太陽[ウィザード:ランド]「・・・・・がはっ!?」
アルジャ「・・・おや、変身が解けましたね?」
太陽「まだ・・・だ!一か八か・・・・これで!」
アルジャがゆっくりと近づいて行く中で、太陽君は指輪の形をした石を左手にはめ、ウィザードライバーにかざす・・・・・・だけど・・・・・・
太陽「・・・・っ!まだ・・・駄目なのか・・・・!」
アルジャ「どうやら、万策尽きた様ですね。・・・・では、敗けた貴方に命令を下します。」
太陽君がはめた石は反応すること無く、何も起きなかった。その結果に太陽君は歯噛みをし、悔しそうな表情を浮かべる。そして、その間に眼前まで近づいたアルジャが、無情にも太陽君の首に槍の穂先を突きつける。次の瞬間、アルジャが放った言葉は・・・・私と太陽君にとって、信じられない・・・・非情なものだった。
太陽「命令・・・・だって?」
アルジャ「当然でしょう?敗者は勝者にもの。・・・・では命令です。貴方以外の残りの仮面ライダーを・・・・・・・|
太陽「・・・なっ!?」
せつ菜「そんなこと、出来る訳ありません!」
アルジャ「別に貴女に聞いてないですよ。・・・・さぁ、ウィザード。どうしますか?別に断ってもいいのですよ?その場合・・・・・そこにいる彼女を殺すだけなので」
太陽「そんなこと、させない・・・・!」
アルジャ「ではどうしますか!今まで共に戦ってきた仲間を殺してあの娘を救うか・・・・それとも、この世界で出会った彼女を犠牲にして仲間を取るか・・・・さあ!貴方が選ぶのは2つに1つですよ!」
太陽「くっ・・・・!」
せつ菜「太陽君!私のことはいいので皆さんと共にディヴェンジャーを倒してください!」
アルジャ「うるさいですよ・・・・!」
私の叫びにイラついたアルジャが、槍を太陽君に向けたまま右手に風を纏わせ、風の斬撃を私目掛けて放って来た。
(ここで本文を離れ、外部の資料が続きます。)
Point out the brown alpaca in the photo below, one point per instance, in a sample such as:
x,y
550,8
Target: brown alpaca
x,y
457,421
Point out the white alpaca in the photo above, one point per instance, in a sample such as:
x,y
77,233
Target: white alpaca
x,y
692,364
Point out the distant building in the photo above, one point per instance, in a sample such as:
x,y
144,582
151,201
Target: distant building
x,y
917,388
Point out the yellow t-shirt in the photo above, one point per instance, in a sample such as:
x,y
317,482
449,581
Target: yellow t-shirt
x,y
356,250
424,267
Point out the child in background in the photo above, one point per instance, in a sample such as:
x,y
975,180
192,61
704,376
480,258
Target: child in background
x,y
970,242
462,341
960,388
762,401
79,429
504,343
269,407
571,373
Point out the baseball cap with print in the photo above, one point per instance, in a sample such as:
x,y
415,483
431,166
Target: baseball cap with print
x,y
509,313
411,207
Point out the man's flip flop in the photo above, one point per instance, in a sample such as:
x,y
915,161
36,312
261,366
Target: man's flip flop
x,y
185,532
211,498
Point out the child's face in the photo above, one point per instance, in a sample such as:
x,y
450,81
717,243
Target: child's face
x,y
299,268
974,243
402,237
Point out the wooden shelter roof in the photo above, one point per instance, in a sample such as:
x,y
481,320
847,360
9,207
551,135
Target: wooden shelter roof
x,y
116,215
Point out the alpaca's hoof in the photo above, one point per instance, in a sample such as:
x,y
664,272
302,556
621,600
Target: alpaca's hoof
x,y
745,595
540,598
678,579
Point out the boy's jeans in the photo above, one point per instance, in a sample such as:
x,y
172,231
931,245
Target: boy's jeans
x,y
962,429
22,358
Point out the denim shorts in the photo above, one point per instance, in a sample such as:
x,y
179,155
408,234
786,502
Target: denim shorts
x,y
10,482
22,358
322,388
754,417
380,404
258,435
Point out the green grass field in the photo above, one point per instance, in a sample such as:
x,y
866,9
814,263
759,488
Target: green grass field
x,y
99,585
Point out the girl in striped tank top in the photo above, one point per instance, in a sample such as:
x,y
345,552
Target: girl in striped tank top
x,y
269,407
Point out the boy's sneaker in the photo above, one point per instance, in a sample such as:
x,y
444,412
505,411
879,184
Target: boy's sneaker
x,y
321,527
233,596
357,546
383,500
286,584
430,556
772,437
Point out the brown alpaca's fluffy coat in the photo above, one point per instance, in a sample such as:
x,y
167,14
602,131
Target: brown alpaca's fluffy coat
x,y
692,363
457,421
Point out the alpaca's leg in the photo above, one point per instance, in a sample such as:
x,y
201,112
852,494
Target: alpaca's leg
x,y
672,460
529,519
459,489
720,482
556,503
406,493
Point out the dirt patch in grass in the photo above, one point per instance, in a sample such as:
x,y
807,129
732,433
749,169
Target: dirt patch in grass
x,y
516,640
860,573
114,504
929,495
幸い、アルジャの放った斬撃は私の首元から1m離れていたが、恐怖を植え付けられるのには十分だった。
せつ菜「ひっ!」
アルジャ「少し黙っててもらえますか?・・・・・でないと、次は本気でその首、落としますよ?」
せつ菜「あ、あぁ・・・・!」
太陽「やめろ!」
アルジャ「では選びなさい!私の命令を聞いて仲間を殺すか・・・・それとも、聞かずに彼女を殺すか!」
そして、太陽君は震える声で・・・・悔しそうに呟いた。
太陽「・・・・・わかった・・・・・・お前に従う・・・・・・。」
アルジャ「くくっ・・・・あっはははははは!!!!!」
せつ菜「そんな・・・・・」
この時、絶望という二文字が・・・・・・私の心を支配した。
今回の敵なんですけど、アルマジロイマジンとジャガーロードパンテラス・トリスティスとヴァルキリーファントムが融合してまして、顔と胴体がヴァルキリーで右腕左脚がアルマジロインベスで左腕右脚がジャガーロードパンテラス・トリスティスって感じですね。
ジャガーロード要素ほとんどでなかったけど・・・・。